(579e) Liquid−Liquid Phase Separation during the Cooling Crystallization of Pyraclostrobin

Liquid−Liquid
Phase Separation during the Cooling Crystallization of Pyraclostrobin

Crystallization,
as a method of isolation and purification, is widely used in fine chemicals,
food and pharmaceutical industries. It is a powerful mean to improve the properties
of particle, such as changing crystal form, narrowing crystal size distribution
(CSD), modifying crystal habit and so on. However, sometimes
droplets like oil drops are generated instead of crystals are appeared from the
supersaturated solution during the cooling and/or solventing-out
crystallization process. This phenomenon is always termed as liquid¨Cliquid demixing, liquid¨Cliquid-phase separation (LLPS) or oiling
out.

The
main purpose of this investigation was to investigate the cooling
crystallization process of pyraclostrobin in
isopropanol/cyclohexane solvent mixtures. It was found that liquid−liquid phase
separation will occurred under some certain conditions.
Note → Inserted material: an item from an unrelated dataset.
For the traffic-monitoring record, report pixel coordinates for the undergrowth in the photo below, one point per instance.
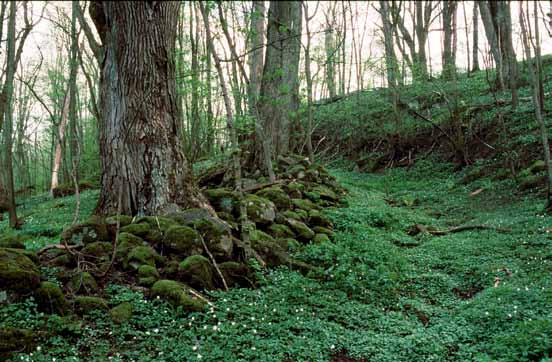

In order to understand
the mechanism of the liquid−liquid separation and the influence of cooling rate
on oiling out, the phase diagram and cloud point curves at different cooling
rate were experimentally measured with the aid of in situ tools, such as PVM,
FBRM, ATR-FTIR and Raman. The phase diagram includes the solubility curve, the
liquid−liquid separation curve, supersolubility
curves, and clear point. It was found from the phase diagram that a normal single-phase
crystallization would change to a oiling-out crystallization once the
concentration of pyraclostrobin exceeded a certain
value during crystallization. Contrasting with cloud point curves of different
cooling rate, it is obvious that the cooling rate has a significant effect on
the metastable state critical oiling out point. The concentration corresponds
to the metastable state for critical oiling out point decreases with the
increase of cooling rate. In the cooling and heating cyclic process, the
solution has experienced five stages. During cooling down the solution from
high temperature, oiling out including stable LLPS and metastable LLPS occurred,
then nucleation and growth of crystals happened; upon heating up, the crystals dissolved
gradually, then the solution with a small amount of particles transformed into transient
oil phase and finally it formed a stable and clear solution.

Considering
the crystal properties of final products, some experiments designed to
investigate the influence of cooling rate and initial concentration. And the
result showed that the higher cooling rates, the more serious agglomeration and
poorer crystal habit of final products would get. Another result is that
initial concentration has little influence on the crystal properties. High
quality of products can be obtained by designing route of cooling
crystallization according to the phase diagram.

Figures

Figure 1 Phase diagram of pyraclostrobin in 10 wt % isopropanol/cyclohexane
solvent mixtures.

Figure 2 SEM images of pyraclostrobin product obtained from different experiments

a
refer to pyraclostrobin products at the cooling rate
of 0.1 K/min under concentration of 10g/100g solvent; b refer to pyraclostrobin products at the cooling rate of 0.5 K/min
under concentration of 10g/100g solvent; c refer to pyraclostrobin products at the cooling rate of 0.1 K/min
under concentration of 15g/100g solvent; d refer to pyraclostrobin products at the cooling rate of 0.5 K/min
under concentration of 15g/100g solvent.